Le suspect, le lieutenant-colonel Claude « Coplan » Pivi, est le ministre guinéen chargé de la sécurité présidentielle, un poste qu’il occupait déjà au moment des crimes de 2009. Selon les médias, Pivi a été inculpé de meurtres, viols, incendies, pillage, destruction d’édifices et complicité. Conformément au droit international, Pivi est présumé innocent jusqu’à ce qu’il soit jugé et reconnu coupable.
« Les juges ont fait un pas important en faveur de la justice pour le massacre et les viols du stade commis en 2009 en portant des accusations contre une autorité influente de haut niveau », a déclaré Elise Keppler, conseillère senior pour la division Justice internationale de Human Rights Watch. « Les autorités guinéennes doivent désormais faire preuve de leur engagement pour la justice en mettant Pivi en congé afin qu’il ne soit pas en mesure d’influencer l’enquête. »
Le 28 juin, Pivi a brièvement comparu devant les juges, qui à cette occasion lui ont notifié que des accusations avaient été portées contre lui. Le 4 juillet, Pivi devrait de nouveau comparaître devant les juges pour interrogatoire.

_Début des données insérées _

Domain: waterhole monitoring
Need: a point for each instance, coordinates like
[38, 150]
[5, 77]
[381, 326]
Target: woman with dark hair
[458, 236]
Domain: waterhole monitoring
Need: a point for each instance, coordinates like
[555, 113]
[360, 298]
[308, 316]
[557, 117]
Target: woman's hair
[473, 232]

Human Rights Watch a largement documenté les crimes de 2009 et suivi l’enquête de près. Le 28 septembre 2009, plusieurs centaines de membres des forces de sécurité guinéennes avaient fait irruption dans un stade de la capitale de la Guinée, Conakry, et ouvert le feu sur des dizaines de milliers de partisans de l’opposition qui s’y étaient rassemblés pacifiquement. En fin de journée, au moins 150 Guinéens gisaient morts ou mourants, et des dizaines de femmes avaient subi des violences sexuelles brutales, notamment des viols individuels et collectifs.
Human Rights Watch, une Commission internationale d’enquête soutenue par les Nations Unies, ainsi que d’autres organisations indépendantes de défense des droits humains ont identifié Pivi comme quelqu’un dont le rôle éventuel dans les crimes devrait être étudié.

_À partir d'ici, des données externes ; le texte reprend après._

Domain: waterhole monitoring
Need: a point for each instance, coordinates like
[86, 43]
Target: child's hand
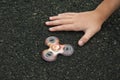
[89, 22]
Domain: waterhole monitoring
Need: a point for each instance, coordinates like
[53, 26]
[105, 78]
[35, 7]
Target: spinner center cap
[55, 47]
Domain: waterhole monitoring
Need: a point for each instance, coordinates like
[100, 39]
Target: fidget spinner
[56, 48]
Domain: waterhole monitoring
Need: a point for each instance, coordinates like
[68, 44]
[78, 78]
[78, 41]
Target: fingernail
[81, 43]
[50, 17]
[51, 29]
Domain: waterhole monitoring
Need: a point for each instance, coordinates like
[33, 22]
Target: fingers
[85, 37]
[66, 27]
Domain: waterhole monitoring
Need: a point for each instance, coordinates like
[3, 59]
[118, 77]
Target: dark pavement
[22, 35]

« Le caractère sensible de l’accusation d’un tel officier de haut rang entraîne un risque accru aussi bien pour les juges que pour les témoins et les victimes », a remarqué Elise Keppler. « Les autorités guinéennes doivent veiller à ce que les juges, les témoins et les victimes soient protégés contre les menaces. »
Le panel de juges a fait d’importants progrès dans l’enquête. Ils ont interrogé plus de 200 victimes et mis en accusation au moins 8 personnes, dont Pivi et d’autres officiers militaires de haut rang.

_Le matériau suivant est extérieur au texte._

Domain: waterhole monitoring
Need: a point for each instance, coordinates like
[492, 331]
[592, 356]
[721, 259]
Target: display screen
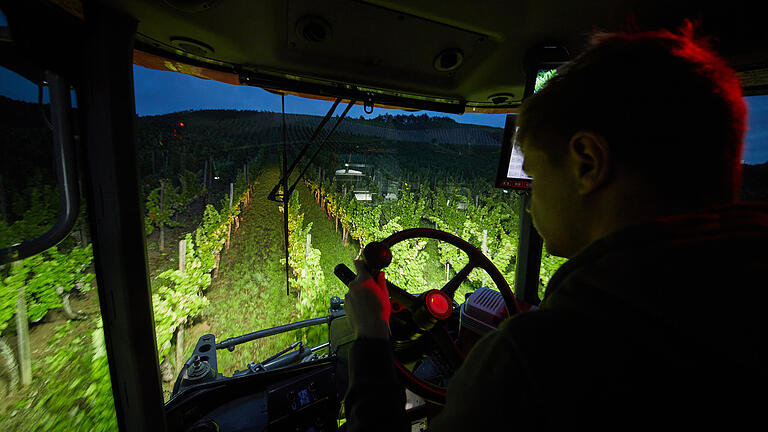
[510, 174]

Parmi les autres accusés figurent le ministre de la Guinée en charge de la lutte contre le trafic de drogue et le crime organisé, le colonel Moussa Tiégboro Camara et le colonel Abdoulaye Chérif Diaby, ministre de la Santé à l’époque. Un autre suspect-clé que les juges ont mis en accusation, le lieutenant Abubakar « Toumba » Diakité, est toujours en fuite.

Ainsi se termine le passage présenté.